On reaching the landing, he could hear the tinkling of a piano.
He rang the bell, blushed hotly and was sorry he had rung. He
would have given worlds to run away. A maid-servant opened the
door, and behind her stood Edgar Ewans, wearing a brown holland
suit, in which he looked entirely at his ease.
"Come along," he cried, and dragged him into a drawing-room, into
which the half-drawn curtains admitted shafts of sunlight that
were flashed back in countless broken reflections from mirrors
and gilt cornices.

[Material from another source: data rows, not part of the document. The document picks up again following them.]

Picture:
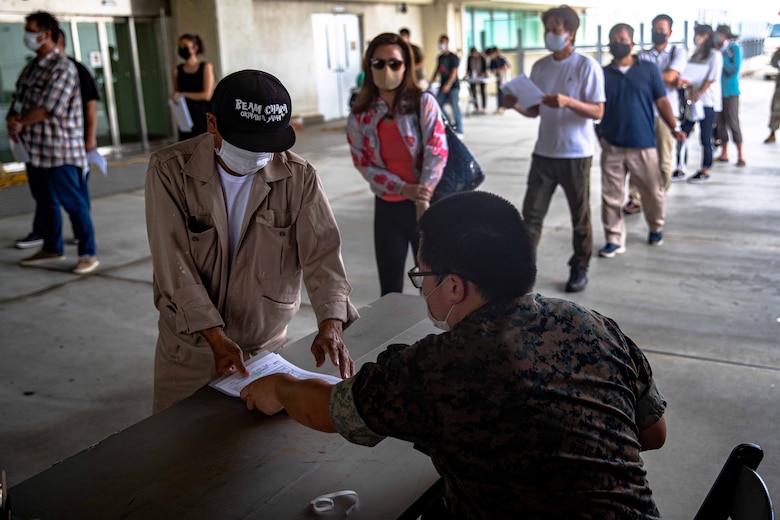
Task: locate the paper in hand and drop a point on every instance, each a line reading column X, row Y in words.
column 94, row 158
column 524, row 90
column 265, row 363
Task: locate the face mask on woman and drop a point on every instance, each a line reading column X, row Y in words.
column 31, row 40
column 387, row 74
column 240, row 161
column 619, row 50
column 658, row 38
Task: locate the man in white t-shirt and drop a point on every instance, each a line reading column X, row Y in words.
column 574, row 96
column 671, row 59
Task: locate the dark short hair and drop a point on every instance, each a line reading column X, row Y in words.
column 664, row 18
column 195, row 39
column 408, row 94
column 46, row 22
column 571, row 22
column 481, row 237
column 704, row 50
column 726, row 31
column 620, row 27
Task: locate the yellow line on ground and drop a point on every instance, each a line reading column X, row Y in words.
column 8, row 179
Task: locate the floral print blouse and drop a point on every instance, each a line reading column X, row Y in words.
column 429, row 149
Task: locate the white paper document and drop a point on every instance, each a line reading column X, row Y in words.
column 526, row 92
column 696, row 73
column 94, row 158
column 262, row 365
column 19, row 151
column 181, row 114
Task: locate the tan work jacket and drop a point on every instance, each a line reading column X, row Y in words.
column 288, row 231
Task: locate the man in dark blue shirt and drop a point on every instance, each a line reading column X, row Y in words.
column 627, row 133
column 449, row 88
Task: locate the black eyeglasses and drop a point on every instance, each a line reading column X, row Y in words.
column 417, row 277
column 392, row 63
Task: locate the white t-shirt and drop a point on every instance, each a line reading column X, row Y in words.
column 236, row 191
column 562, row 133
column 671, row 57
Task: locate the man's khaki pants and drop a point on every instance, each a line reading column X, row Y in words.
column 616, row 162
column 667, row 150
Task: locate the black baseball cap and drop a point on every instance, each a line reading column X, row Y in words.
column 253, row 111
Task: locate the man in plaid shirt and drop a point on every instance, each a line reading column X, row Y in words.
column 46, row 118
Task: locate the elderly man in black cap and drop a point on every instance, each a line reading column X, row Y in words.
column 235, row 220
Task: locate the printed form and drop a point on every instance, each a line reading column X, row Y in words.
column 262, row 365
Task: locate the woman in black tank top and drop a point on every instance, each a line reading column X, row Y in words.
column 193, row 80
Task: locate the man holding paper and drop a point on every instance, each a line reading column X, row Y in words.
column 569, row 95
column 235, row 222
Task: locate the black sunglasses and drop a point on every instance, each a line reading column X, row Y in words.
column 392, row 63
column 416, row 276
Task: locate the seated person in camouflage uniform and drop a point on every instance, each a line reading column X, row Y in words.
column 528, row 406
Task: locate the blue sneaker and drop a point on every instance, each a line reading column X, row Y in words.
column 655, row 239
column 610, row 250
column 31, row 240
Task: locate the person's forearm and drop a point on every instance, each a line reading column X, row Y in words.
column 306, row 400
column 587, row 110
column 90, row 123
column 654, row 436
column 665, row 111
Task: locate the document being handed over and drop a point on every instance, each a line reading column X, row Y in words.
column 262, row 365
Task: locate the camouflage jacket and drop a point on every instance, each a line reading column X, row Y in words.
column 528, row 408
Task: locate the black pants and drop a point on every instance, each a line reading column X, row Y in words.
column 395, row 227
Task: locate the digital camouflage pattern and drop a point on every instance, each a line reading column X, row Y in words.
column 529, row 408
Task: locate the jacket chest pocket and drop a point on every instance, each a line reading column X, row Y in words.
column 203, row 240
column 276, row 246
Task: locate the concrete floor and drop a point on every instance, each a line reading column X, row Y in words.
column 76, row 352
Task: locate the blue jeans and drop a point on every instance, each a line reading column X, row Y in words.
column 61, row 186
column 453, row 96
column 705, row 129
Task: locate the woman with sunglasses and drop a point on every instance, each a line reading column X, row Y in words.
column 397, row 141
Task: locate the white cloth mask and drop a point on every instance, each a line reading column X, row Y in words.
column 387, row 79
column 439, row 324
column 31, row 40
column 240, row 161
column 555, row 42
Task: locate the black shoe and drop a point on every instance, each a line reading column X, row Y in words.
column 578, row 279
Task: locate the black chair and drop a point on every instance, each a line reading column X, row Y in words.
column 739, row 492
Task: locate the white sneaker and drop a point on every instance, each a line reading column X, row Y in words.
column 86, row 264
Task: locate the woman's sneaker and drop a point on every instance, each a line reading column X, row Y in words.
column 31, row 240
column 699, row 177
column 86, row 264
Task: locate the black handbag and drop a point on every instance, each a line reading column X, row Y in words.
column 462, row 172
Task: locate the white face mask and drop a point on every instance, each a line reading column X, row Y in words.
column 240, row 161
column 31, row 40
column 443, row 325
column 555, row 42
column 387, row 79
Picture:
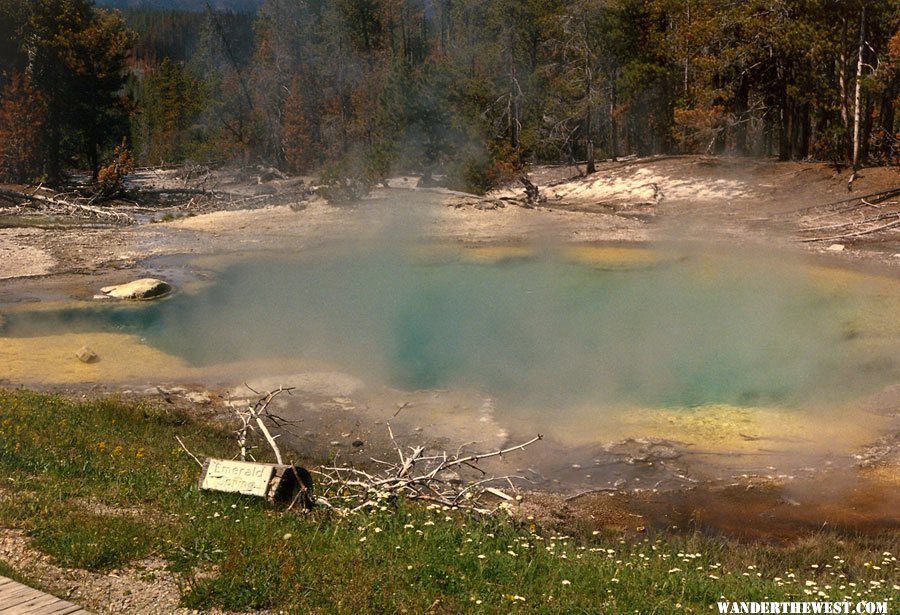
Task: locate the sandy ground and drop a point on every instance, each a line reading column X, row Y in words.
column 600, row 218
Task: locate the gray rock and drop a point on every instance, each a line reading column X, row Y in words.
column 145, row 288
column 86, row 355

A sweet, stimulating perfume hung about the
room, which was crowded with a superabundance of padded chairs
and couches and piles of cushions.
In the half-light jean beheld a lady so different from all he had
ever set eyes on till that moment that he could form no notion of
what she was, no idea of her beauty or her age. Never had he seen
eyes that flashed so vividly in a face of such pale fairness, or
lips so red, smiling with such an unvarying almost tired-looking
smile. She was sitting at a piano, idly strumming on the keys
without playing any definite tune. What drew Jean's eyes above
all was her hair, arranged in some fashion that struck him with
a sense of mystery and beauty.
She looked round, and smoothing the lace of her _peignoir_ with
one hand:
"You are Edgar's friend?" she asked, in a cordial tone, though
her voice struck Jean as harsh in this beautiful room that was
perfumed like a church.
"Yes, Madame."
"You like being at school?"
"Yes, madame."
"The masters are not too strict?"
"No, Madame."
"You have no mother?"
As she put the question Madame Evans' voice softened.
"No, Madame."
"What is your father?"
"A bookbinder, Madame"--and the bookbinder's son blushed as he
gave the answer. At that moment he would gladly have consented
never to see his father more, his father whom he loved, if by
the sacrifice he could have passed for the son of a Captain in
the Navy or a Secretary of Embassy. He suddenly remembered that
one of his fellow-pupils was the son of a celebrated physician
whose portrait was displayed in the stationers' windows.
If only he had had a father like that to tell Madame Ewans of!
But that was out of the question--and how cruelly unjust it was!
He felt ashamed of himself, as if he had said something shocking.